Comprehensive gene expression profiling in the prefrontal cortex links immune activation and neutrophil infiltration to antinociception

Abstract

Functional neuroimaging studies have implicated the prefrontal cortex (PFCTX) in descending modulation of pain and the placebo effect. This study was performed to elucidate comprehensive PFCTX gene expression in an animal model of persistent trigeminal pain. Adult male C57BL/6J mice received facial carrageenan injection and showed sustained increase in nociceptive responses. Microarray analyses of differentially expressed genes in the PFCTX at 3 d after injection showed "immune system process" as the dominant ontology term and increased mRNA expression of S100a8, S100a9, Lcn2, Il2rg, Fcgr1, Fcgr2b, C1qb, Ptprc, Ccl12, and Cd52 were verified by RT-PCR. Upregulation of S100A8, S100A9, and lipocalin 2 (LCN2) were confirmed by Western blots, and cells in the PFCTX were double immunolabeled with MPO, indicating they were neutrophils. Analyses of blood of facial carrageenan-injected mice also showed increased mRNA expression of these markers, suggesting transmigration of activated neutrophils into the brain.
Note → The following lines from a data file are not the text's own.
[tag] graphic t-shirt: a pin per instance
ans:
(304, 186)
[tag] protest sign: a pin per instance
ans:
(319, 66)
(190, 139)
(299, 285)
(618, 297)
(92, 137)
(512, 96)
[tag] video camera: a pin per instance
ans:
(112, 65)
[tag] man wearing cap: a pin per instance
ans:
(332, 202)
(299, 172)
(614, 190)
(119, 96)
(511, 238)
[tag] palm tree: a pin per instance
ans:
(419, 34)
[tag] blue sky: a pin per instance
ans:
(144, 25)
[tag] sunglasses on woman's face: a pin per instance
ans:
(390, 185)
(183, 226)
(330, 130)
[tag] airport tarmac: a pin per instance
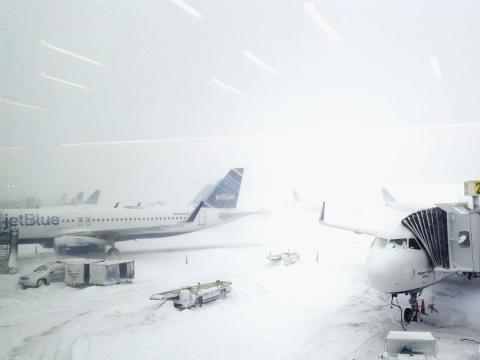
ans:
(308, 310)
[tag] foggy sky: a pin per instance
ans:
(242, 68)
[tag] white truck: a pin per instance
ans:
(193, 296)
(43, 275)
(287, 258)
(410, 345)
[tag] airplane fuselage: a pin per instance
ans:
(393, 268)
(44, 224)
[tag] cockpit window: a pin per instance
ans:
(413, 244)
(392, 243)
(379, 242)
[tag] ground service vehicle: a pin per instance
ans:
(193, 296)
(44, 275)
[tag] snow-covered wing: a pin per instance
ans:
(356, 230)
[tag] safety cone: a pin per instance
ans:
(422, 308)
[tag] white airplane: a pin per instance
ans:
(86, 229)
(396, 263)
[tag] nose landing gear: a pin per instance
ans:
(412, 313)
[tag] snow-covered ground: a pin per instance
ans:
(309, 310)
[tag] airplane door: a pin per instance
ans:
(461, 241)
(202, 218)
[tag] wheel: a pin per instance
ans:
(113, 252)
(407, 315)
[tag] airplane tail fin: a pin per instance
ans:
(387, 197)
(93, 199)
(78, 199)
(225, 194)
(202, 195)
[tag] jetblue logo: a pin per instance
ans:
(224, 197)
(29, 220)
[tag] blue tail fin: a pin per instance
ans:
(225, 193)
(93, 199)
(78, 199)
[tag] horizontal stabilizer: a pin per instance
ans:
(195, 212)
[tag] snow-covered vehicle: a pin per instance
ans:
(286, 258)
(410, 345)
(43, 275)
(193, 296)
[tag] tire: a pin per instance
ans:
(407, 315)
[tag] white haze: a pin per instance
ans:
(365, 110)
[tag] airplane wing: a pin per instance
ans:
(356, 230)
(392, 203)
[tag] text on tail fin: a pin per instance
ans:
(225, 194)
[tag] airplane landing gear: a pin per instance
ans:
(413, 312)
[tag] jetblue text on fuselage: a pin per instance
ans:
(29, 220)
(223, 197)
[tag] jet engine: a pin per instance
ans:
(78, 245)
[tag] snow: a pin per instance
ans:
(308, 310)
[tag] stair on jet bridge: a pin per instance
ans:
(8, 251)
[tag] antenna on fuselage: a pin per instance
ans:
(322, 213)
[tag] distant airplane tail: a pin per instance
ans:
(387, 197)
(93, 199)
(78, 199)
(225, 194)
(62, 200)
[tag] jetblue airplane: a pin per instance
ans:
(88, 229)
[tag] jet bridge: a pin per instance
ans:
(8, 249)
(450, 234)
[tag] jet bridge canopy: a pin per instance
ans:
(450, 234)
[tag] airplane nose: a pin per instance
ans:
(385, 271)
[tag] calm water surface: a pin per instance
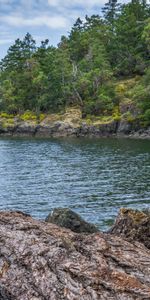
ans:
(94, 177)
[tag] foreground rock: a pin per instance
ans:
(134, 225)
(43, 261)
(67, 218)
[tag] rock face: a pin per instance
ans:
(133, 225)
(41, 261)
(71, 124)
(67, 218)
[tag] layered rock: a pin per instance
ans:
(43, 261)
(133, 225)
(70, 124)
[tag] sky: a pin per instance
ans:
(41, 18)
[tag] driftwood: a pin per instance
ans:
(41, 261)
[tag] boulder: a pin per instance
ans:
(67, 218)
(43, 261)
(133, 225)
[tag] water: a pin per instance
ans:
(94, 177)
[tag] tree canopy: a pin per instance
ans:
(85, 66)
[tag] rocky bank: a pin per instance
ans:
(71, 123)
(40, 260)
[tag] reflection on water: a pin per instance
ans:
(95, 177)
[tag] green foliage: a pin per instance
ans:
(28, 116)
(88, 68)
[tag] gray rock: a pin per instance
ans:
(67, 218)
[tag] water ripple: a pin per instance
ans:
(93, 177)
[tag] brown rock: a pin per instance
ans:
(134, 225)
(41, 261)
(67, 218)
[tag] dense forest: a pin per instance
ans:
(104, 61)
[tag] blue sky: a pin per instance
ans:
(42, 18)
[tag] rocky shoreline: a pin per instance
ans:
(71, 124)
(41, 260)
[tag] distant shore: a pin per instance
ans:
(70, 124)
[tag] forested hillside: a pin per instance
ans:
(101, 67)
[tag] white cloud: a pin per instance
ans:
(83, 3)
(5, 41)
(52, 22)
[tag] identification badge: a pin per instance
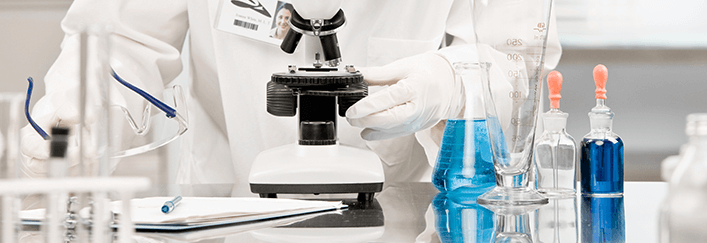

Other immune-related genes, Il2rg, Fcgr2b, C1qb, Ptprc, and Ccl12 were upregulated in the PFCTX but not blood. Approximately 70% of S100A9-positive cells in the PFCTX of carrageenan-injected mice were located in capillaries adherent to endothelial cells, whereas 30% were within the brain parenchyma. Carrageenan-injected mice showed significantly reduced nociceptive responses after injection of C terminus of murine S100A9 protein in the lateral ventricles and PFCTX but not somatosensory barrel cortex. Together, these findings demonstrate activation of immune-related genes in the PFCTX during inflammatory pain and highlight an exciting role of neutrophils in linking peripheral inflammation with immune activation of the PFCTX and antinociception.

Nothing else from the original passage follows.